China’s Geely Holding Group said on Wednesday it plans to acquire all outstanding shares in Hong Kong and New York of Zeekr Group, which includes the Zeekr and Lynk&Co brands.
The Group, which calls the offer a “win-win proposal,” currently controls about 65.7% of the Zeekr Group.
Geely, based in Hangzhou and owner of brands including Polestar, Lotus and Volvo, said Zeekr, Lynk&Co and its Geely Auto brand are “all pursuing growth opportunities in vehicle electrification and automation.”
The company called for synergies in “innovative architecture, hardware, software and connected technologies” as competition in the new energy vehicle market continues to become fiercer.
As of the time of writing, Zeekr shares are soaring 11%. After closing at $22.59 on Tuesday, the stock is trading at $25.10 on Wednesday’s pre-market session.

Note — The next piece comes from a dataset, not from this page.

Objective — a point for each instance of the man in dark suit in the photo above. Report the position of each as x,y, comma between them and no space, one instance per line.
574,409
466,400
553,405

According to the Group’s Chairman Li Shufu, the merger would allow “greater technological synergies, improve innovation capabilities, and increase profitability for all its holdings.”
In February, Zeekr completed its previously announced strategic integration transactions with Geely entities, making Lynk&Co its indirect non-wholly-owned subsidiary.
Zeekr acquired shares in Lynk & Co currently held by Geely Holding and Volvo Cars, with Geely Auto retaining the remaining 49%.
Although Volvo Cars will no longer hold an equity stake in Lynk & Co, the company said late last year it intended to maintain operational collaborations with the brand “in selected markets where there is a strategic benefit for both companies.”
From January 1 to April 30, the Group registered a total of 157,327 vehicles. One in three units was from its premium brand — with 55,130 EVs. It aims to sell 320,000 units in 2025, having completed 17.2% of the target so far.